He started learning the violin at aged 6, then began teaching himself guitar at 14, inspired by T-Bone Walker. Singer Jimmy Wilson saw him in a Tulsa club and took him back to Los Angeles, where Nolen began his recording career backing trumpeter Monte Easter and Chuck Higgins and in the autumn of 1956, he recorded three sessions for Federal, from which six singles were released to little effect. During this time, he also started working with Johnny Otis, playing on many sessions for Otis’ Dig label and recording some sides under his own name for John Fullbright’s Elko label.
He remained with Otis for a couple of years and played on ‘Ma, He’s Making Eyes At Me’ and ‘Willie And The Hand Jive’. He was the principal composer behind Otis’ hit “Willie And The Hand Jive.” He remained in Otis’ band until 1959 when he formed his own group, The Jimmy Nolen Band.
In that same year Nolen signed with Specialty Records subsidiary Fidelity, from which just one single emerged. Much of the early 60s was spent backing harmonica player George Smith before joining James Brown’s band, where in February 1965 his guitar licks became the defining element of ‘Papa’s Got A Brand New Bag’. Jimmy soon became known for his distinctive “chicken scratch” lead guitar playing in James’ bands.

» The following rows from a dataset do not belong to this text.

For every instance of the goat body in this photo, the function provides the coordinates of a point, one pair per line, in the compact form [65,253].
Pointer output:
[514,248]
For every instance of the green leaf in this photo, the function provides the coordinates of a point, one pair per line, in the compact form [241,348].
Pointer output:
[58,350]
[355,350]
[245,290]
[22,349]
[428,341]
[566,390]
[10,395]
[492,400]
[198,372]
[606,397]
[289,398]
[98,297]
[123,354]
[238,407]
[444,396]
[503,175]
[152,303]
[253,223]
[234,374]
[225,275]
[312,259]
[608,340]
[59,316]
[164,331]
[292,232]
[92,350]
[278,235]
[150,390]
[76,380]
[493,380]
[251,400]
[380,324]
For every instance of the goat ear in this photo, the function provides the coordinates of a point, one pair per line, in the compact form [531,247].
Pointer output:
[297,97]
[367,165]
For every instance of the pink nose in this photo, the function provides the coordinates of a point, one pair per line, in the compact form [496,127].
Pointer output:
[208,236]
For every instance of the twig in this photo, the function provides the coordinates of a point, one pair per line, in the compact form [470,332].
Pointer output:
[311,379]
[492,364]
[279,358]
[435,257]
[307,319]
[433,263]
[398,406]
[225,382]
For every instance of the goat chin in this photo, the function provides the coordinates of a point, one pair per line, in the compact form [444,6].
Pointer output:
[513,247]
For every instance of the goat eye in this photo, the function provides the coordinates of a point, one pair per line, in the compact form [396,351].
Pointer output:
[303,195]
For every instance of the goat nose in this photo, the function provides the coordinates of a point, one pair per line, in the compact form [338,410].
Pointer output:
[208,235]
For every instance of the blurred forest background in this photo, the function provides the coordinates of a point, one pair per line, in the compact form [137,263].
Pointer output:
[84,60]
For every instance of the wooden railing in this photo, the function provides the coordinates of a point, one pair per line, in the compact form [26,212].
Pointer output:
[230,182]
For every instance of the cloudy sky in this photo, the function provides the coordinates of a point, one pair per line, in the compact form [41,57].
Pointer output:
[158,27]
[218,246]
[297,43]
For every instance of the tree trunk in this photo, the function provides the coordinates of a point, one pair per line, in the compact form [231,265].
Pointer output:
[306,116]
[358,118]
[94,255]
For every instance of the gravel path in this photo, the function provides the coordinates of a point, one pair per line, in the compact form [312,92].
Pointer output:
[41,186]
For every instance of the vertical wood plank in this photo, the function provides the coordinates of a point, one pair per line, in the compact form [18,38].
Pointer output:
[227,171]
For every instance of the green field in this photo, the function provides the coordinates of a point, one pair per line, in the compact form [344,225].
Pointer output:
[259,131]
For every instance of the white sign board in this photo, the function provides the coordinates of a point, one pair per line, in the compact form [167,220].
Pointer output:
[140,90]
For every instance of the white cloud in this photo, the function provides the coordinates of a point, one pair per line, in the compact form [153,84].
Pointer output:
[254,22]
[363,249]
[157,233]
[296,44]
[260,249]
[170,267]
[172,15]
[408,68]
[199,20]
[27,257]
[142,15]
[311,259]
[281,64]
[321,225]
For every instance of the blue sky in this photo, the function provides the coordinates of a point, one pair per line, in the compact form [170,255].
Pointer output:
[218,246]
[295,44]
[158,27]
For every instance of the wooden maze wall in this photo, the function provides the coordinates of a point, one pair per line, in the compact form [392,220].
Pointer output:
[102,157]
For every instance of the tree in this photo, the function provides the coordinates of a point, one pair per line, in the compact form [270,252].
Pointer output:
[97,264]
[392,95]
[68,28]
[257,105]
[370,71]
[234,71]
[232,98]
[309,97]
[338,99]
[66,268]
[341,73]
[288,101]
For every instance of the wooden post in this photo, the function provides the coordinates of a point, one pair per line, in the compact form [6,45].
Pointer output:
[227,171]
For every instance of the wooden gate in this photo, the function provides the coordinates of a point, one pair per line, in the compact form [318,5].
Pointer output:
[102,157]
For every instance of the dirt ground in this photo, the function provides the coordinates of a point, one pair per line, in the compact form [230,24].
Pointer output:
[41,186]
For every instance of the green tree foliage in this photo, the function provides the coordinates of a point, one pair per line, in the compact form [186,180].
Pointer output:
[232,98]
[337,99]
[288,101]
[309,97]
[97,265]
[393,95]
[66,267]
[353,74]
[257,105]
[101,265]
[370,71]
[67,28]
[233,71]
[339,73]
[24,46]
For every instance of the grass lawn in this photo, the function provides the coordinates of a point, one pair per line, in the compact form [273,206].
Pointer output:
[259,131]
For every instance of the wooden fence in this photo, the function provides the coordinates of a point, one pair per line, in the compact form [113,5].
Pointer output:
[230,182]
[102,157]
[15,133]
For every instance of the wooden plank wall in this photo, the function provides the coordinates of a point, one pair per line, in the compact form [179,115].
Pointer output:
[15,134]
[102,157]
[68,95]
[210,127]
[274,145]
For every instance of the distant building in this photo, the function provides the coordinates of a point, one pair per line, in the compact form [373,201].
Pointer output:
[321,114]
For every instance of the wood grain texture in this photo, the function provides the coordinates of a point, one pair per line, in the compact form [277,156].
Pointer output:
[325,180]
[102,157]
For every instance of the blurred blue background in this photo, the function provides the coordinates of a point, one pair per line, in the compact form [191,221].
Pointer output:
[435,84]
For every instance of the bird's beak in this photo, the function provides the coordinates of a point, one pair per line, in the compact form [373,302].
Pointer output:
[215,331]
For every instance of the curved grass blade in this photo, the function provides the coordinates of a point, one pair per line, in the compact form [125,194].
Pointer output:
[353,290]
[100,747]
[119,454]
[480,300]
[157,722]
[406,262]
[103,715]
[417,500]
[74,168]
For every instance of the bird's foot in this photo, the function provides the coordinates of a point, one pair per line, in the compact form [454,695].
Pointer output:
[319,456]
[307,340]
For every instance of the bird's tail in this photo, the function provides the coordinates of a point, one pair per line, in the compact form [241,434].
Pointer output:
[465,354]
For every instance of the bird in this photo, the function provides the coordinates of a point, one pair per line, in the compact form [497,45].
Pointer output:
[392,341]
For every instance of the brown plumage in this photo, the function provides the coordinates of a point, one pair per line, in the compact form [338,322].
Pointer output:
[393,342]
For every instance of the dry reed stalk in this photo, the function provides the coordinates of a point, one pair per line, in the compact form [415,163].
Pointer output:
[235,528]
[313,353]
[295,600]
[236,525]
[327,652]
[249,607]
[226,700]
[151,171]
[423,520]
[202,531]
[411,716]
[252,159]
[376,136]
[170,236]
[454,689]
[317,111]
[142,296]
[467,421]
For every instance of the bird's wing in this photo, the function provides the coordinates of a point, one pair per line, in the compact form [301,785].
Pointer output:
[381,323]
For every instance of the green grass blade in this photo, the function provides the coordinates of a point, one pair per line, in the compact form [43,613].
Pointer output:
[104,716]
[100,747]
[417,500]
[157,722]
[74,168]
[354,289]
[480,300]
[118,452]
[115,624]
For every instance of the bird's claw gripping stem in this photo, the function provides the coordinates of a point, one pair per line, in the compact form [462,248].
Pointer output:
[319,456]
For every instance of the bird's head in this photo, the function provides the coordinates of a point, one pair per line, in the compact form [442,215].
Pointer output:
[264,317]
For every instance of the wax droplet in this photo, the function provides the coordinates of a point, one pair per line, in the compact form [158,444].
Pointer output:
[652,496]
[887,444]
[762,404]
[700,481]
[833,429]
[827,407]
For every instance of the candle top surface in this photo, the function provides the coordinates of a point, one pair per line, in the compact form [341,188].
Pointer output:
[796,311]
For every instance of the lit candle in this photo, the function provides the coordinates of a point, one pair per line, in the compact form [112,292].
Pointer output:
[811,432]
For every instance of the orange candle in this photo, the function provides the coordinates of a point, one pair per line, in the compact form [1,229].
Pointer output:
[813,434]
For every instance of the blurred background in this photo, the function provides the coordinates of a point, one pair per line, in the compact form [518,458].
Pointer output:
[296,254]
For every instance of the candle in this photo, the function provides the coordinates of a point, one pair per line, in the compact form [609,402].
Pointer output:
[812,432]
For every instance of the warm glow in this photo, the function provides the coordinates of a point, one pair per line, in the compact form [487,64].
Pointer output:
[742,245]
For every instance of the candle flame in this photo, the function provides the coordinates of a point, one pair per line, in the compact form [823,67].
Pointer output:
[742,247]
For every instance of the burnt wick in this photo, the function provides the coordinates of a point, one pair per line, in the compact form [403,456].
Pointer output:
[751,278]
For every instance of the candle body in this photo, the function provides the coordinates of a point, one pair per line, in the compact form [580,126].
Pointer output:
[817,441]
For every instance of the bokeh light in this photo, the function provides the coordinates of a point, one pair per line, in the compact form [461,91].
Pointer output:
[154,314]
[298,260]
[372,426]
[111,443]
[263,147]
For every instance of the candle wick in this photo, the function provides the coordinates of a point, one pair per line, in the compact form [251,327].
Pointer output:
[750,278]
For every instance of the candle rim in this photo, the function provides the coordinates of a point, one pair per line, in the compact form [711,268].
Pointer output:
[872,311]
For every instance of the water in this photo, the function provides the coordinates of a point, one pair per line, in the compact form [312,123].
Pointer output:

In 1970, when Brown’s back up band became tired of his antics and refusal to pay them properly, Nolen started to tour with Maceo Parker’s group Maceo & All the King’s Men, only to return to The James Brown Band two years later. Jimmy stayed with James until his [Jimmy’s] death. Known as the inventor of the ‘Chicken Scratch’ and thus the father of funk guitar, Nolen’s career ended suddenly on Dec 18, 1983 with a fatal heart attack while the band was on tour in Atlanta, Georgia.